Jakarta, Aktual.com- DPR telah menerima surat dari Presiden Joko Widodo (Jokowi) tentang pemberhentian dengan hormat Jenderal Gatot Nurmantyo dan pengangkatan Marsekal Hadi Tjahjanto sebagai Panglima TNI.

“Tadi pagi saya menerima Menteri Sekretaris Negara Prof Pratikno, menyampaikan surat dari Presiden tentang rencana pemberhentian dengan hormat Jenderal Gatot Nurmantyo dan pengangkatan Marsekal Hadi Tjahjanto sebagai Panglima TNI yang baru,” jelas Wakil Ketua DPR Fadli Zon di Kompleks Parlemen, Jakarta, Senin (4/12).

Fadli menjelaskan setelah pimpinan dewan menerima surat tersebut, langsung diserahkan kepada Kesekjenan DPR untuk di proses dan dijadwalkan hari ini akan digelar Rapat Pimpinan DPR lalu dilanjutkan dengan Rapat Badan Musyawarah (Bamus) DPR.

Pada surat Presiden tersebut juga disampaikan keinginan agar proses pergantian Panglima TNI tidak memakan waktu yang lama.
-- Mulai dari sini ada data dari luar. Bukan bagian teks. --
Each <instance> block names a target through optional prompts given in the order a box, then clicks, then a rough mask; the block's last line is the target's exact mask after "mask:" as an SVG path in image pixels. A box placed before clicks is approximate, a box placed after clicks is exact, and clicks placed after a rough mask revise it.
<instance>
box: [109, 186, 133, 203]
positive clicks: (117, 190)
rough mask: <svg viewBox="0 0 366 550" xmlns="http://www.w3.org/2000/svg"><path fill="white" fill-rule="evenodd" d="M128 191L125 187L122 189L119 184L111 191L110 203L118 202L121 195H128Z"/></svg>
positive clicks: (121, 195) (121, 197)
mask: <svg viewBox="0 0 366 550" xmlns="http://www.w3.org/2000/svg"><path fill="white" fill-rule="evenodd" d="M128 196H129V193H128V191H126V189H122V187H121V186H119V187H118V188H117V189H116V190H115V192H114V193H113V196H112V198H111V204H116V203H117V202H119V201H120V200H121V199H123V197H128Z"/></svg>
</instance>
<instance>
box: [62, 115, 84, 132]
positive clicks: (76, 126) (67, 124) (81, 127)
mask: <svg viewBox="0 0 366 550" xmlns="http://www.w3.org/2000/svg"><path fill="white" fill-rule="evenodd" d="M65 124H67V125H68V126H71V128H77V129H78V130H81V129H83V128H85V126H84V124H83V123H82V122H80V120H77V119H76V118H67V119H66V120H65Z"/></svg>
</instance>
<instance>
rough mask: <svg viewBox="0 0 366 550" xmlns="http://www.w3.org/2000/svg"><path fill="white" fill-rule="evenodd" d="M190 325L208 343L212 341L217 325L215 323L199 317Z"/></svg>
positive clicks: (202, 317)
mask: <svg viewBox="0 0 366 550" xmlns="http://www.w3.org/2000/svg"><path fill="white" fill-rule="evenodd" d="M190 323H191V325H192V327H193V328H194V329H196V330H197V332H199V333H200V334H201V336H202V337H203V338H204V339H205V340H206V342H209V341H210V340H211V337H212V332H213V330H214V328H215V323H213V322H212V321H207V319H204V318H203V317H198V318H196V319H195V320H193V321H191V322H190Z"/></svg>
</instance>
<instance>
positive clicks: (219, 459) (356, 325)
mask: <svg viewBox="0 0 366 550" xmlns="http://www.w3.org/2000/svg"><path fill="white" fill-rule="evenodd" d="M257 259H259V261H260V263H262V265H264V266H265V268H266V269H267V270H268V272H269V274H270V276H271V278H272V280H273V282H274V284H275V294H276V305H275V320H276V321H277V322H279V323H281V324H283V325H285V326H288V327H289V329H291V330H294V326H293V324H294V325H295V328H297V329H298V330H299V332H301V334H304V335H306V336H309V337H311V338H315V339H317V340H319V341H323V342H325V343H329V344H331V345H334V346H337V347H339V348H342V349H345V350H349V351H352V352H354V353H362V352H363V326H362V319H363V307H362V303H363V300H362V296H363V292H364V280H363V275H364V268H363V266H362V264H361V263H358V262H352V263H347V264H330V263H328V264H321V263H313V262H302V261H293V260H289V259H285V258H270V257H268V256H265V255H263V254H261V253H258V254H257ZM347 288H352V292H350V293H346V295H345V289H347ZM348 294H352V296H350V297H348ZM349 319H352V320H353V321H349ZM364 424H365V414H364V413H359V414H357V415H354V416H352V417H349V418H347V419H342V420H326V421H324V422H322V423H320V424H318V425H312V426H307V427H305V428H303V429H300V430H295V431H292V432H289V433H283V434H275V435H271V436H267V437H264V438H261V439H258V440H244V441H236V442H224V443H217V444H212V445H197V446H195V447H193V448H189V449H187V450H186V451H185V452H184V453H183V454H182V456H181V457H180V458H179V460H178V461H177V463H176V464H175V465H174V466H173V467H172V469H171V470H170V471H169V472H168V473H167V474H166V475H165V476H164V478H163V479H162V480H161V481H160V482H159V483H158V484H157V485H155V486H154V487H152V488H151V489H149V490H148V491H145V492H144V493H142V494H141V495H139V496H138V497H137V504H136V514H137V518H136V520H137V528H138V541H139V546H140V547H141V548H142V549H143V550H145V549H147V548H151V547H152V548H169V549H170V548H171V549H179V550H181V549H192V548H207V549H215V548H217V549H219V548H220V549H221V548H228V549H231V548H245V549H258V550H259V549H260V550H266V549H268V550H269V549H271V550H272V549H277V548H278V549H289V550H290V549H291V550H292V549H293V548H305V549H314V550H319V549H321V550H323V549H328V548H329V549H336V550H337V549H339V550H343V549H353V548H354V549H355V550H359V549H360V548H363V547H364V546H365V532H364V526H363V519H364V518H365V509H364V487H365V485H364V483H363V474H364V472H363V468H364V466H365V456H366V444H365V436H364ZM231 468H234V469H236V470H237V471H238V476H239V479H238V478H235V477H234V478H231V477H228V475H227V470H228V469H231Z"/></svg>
“Kami harapkan sebelum reses pada masa sidang ini, tapi nanti kami koordinasikan dengan Pimpinan Komisi I DPR dan fraksi-fraksi untuk diagendakan uji kelayakan dan kepatutan,” kata Fadli

Menurut Fadli dalam surat tersebut Presiden hanya mengajukan satu nama calon Panglima TNI. Fadli menilai hal itu sebagai hak prerogatif Presiden tetapi sesuai aturan Undang-Undang, calon Panglima TNI sudah pernah menjadi Kepala Staf.

“Kelihatannya alasannya karena memang persiapan untuk masa pensiun Pak Gatot. Hak prerogatif Presiden, yang jelas ketentuan UU yang menggantikan harus pernah menjadi kepala staf, artinya bisa KSAD, KSAU, KSAL,” tera ng Fadli.

Setiap surat dari Presiden kata dia akan dibacakan di Rapat Paripurna, setelah itu akan diserahkan pada komisi terkait dalam hal ini Komisi I DPR.

Kemudian Komisi I DPR akan melakukan uji kelayakan dan kepatutan dan apabila disetujui maka bisa diambil keputusan di rapat paripurna.